The usual argument against universal pharmacare is that we can't afford it. However, according to a recent study in the Canadian Medical Association Journal, a universal public drug plan, one facilitated by the federal government and run by the provinces, would be cost saving. Such a plan could provide coverage for all Canadians, ensuring access to the prescription drugs they need, while saving Canadians $7.3 billion a year — a 32% reduction in total drug expenditures. Individuals and businesses would save $8.2 billion while government expenditures would increase by $1 billion, which is considerably less than 1% of current government expenditures on health care. The cost to governments could be even less because these figures don't account for the potential savings from reduced use of publicly-funded hospital and physician services resulting from improved access to safe, effective and appropriate medications. Let's stop for a minute and imagine: a social program that improves health and saves Canadians several times the added cost to the public purse. What's not to like?

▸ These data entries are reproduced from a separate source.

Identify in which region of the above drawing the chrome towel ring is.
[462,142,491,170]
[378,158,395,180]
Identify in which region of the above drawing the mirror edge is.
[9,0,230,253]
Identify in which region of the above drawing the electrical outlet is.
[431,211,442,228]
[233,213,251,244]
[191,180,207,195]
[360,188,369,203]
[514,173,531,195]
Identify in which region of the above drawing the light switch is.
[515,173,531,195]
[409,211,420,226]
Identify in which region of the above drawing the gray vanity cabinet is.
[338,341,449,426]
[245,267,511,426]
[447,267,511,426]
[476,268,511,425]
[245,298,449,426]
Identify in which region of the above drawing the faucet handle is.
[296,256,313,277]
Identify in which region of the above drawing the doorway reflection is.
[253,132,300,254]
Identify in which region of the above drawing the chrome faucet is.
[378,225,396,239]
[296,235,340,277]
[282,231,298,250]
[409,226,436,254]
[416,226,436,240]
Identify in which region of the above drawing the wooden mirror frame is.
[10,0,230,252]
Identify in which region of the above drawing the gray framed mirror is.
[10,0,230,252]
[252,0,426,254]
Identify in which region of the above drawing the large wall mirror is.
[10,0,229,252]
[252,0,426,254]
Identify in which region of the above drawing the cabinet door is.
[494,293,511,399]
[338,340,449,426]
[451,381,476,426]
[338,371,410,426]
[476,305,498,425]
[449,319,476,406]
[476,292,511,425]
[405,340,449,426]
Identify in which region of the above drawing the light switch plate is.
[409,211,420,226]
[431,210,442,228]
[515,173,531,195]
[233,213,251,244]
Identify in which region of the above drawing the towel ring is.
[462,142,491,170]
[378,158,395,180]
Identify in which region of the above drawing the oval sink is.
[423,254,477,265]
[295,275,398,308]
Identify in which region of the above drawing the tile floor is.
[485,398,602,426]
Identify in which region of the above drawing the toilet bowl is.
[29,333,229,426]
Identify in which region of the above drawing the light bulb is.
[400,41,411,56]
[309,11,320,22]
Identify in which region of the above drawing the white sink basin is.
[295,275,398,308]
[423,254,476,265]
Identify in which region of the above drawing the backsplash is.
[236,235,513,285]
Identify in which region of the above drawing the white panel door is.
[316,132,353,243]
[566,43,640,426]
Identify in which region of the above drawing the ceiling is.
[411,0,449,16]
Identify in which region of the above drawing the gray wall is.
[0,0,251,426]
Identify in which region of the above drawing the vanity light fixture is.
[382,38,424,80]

A national pharmacare plan would yield substantial benefits for municipalities such as Hamilton. Approximately two-thirds of municipal employees in Canada, including those in Hamilton, receive supplemental health care insurance through their employer. In Hamilton, prescription drug coverage represents over half the cost of employee health benefits. Cities across Canada spend over $500 million each year on drug plans. Imagine what it would mean to have that money available for other municipal priorities. Council's recent support of a national pharmacare plan clearly makes good economic sense.

Hamilton has joined other cities across the country in its call for a national pharmacare plan. Organizations and individuals are adding their voices through the Campaign for National Drug Coverage (www.campaign4nationaldrugcoverage). It's time to add prescription drugs to Canadian Medicare.

Dr. Brian Hutchison, Professor Emeritus of Family Medicine and Clinical Epidemiology and Biostatistics at McMaster University, is a retired family physician and is on the board of directors of Canadian Doctors for Medicare.